Revision as of 01:13, 17 September 2022

The mutilated chessboard
Unsuccessful solution to the mutilated chessboard problem: as well as the two corners, two center squares remain uncovered

The mutilated chessboard problem is a tiling puzzle posed by Max Black in 1946 that asks:

Suppose a standard 8×8 chessboard has two diagonally opposite corners removed, leaving 62 squares. Is it possible to place 31 dominoes of size 2×1 so as to cover all of these squares?

It is an impossible puzzle: there is no domino tiling meeting these conditions. One proof of its impossibility uses the fact that, with the corners removed, the chessboard has 32 squares of one color and 30 of the other, but each domino must cover equally many squares of each color. More generally, dominoes can cover all but two squares of the chessboard, if and only if the two uncovered squares are of different colors. This problem has been used as a test case for automated reasoning, creativity, and the philosophy of mathematics.

History

The mutilated chessboard problem is an instance of domino tiling of grids and polyominoes, also known as "dimer models", a general class of problems whose study in statistical mechanics dates to the work of Ralph H. Fowler and George Stanley Rushbrooke in 1937.[1] Domino tilings also have a long history of practical use in pavement design and the arrangement of tatami flooring.[2]

The mutilated chessboard problem itself was proposed by philosopher Max Black in his book Critical Thinking (1946), with a hint at the coloring-based solution to its impossibility.[3][4] It was popularized in the 1950s through later discussions by Solomon W. Golomb (1954),[5] George Gamow and Marvin Stern (1958),[6] Claude Berge (1958),[4][7] and Martin Gardner in his Scientific American column "Mathematical Games" (1957).[8]

The use of the mutilated chessboard problem in automated reasoning stems from a proposal for its use by John McCarthy in 1964.[9][10] It has also been studied in cognitive science as a test case for creative insight,[11][12][13] Black's original motivation for the problem.[3] In the philosophy of mathematics, it has been examined in studies of the nature of mathematical proof.[14][15][16][17]

Solution

The puzzle is impossible to complete. A domino placed on the chessboard will always cover one white square and one black square. Therefore, any collection of dominoes placed on the board will cover equal numbers of squares of each color. But any two opposite squares have the same color: both black or both white. If the two white corners are removed from the board then 30 white squares and 32 black squares remain to be covered by dominoes, an impossibility. The case when the two black corners are removed is impossible by the same reasoning.[18] The same idea shows that no domino tiling can exist whenever any two squares of the same color (not just the opposite corners) are removed from the chessboard.[19]

Several other proofs of impossibility have also been found.

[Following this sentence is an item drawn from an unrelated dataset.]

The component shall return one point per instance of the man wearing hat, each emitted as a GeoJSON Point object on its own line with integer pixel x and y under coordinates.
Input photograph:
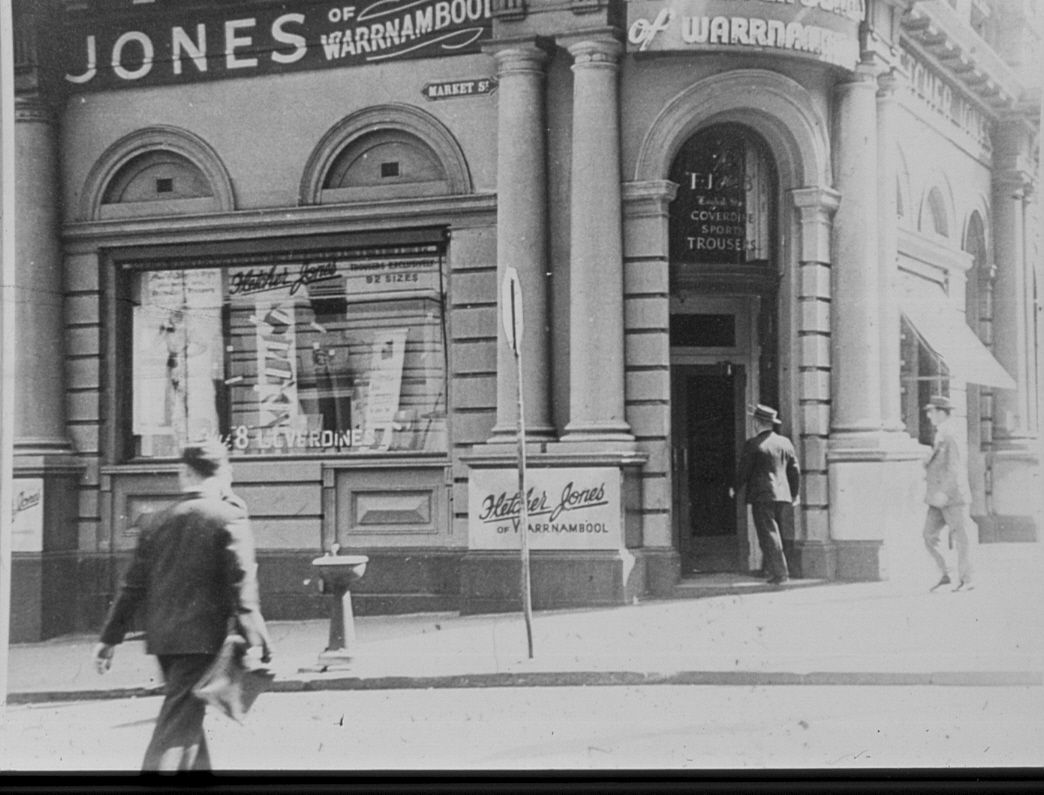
{"type": "Point", "coordinates": [948, 494]}
{"type": "Point", "coordinates": [768, 474]}
{"type": "Point", "coordinates": [194, 574]}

A proof by Shmuel Winograd starts with induction. In a given tiling of the board, if a row has an odd number of squares not covered by vertical dominoes from the previous row, then an odd number of vertical dominoes must extend into the next row. The first row trivially has an odd number of squares (namely, 7) not covered by dominoes of the previous row. Thus, by induction, each of the seven pairs of consecutive rows houses an odd number of vertical dominoes, producing an odd total number. By the same reasoning, the total number of horizontal dominoes must also be odd. As the sum of two odd numbers, the total number of dominoes—vertical and horizontal—must be even. But to cover the mutilated chessboard, 31 dominoes are needed, an odd number.[18][20] Another method counts the edges of each color around the boundary of the mutilated chessboard. Their numbers must be equal in any tileable region of the chessboard, because each domino has three edges of each color, and each internal edge between dominoes pairs off boundaries of opposite colors. However, the mutilated chessboard has more edges of one color than the other.[21]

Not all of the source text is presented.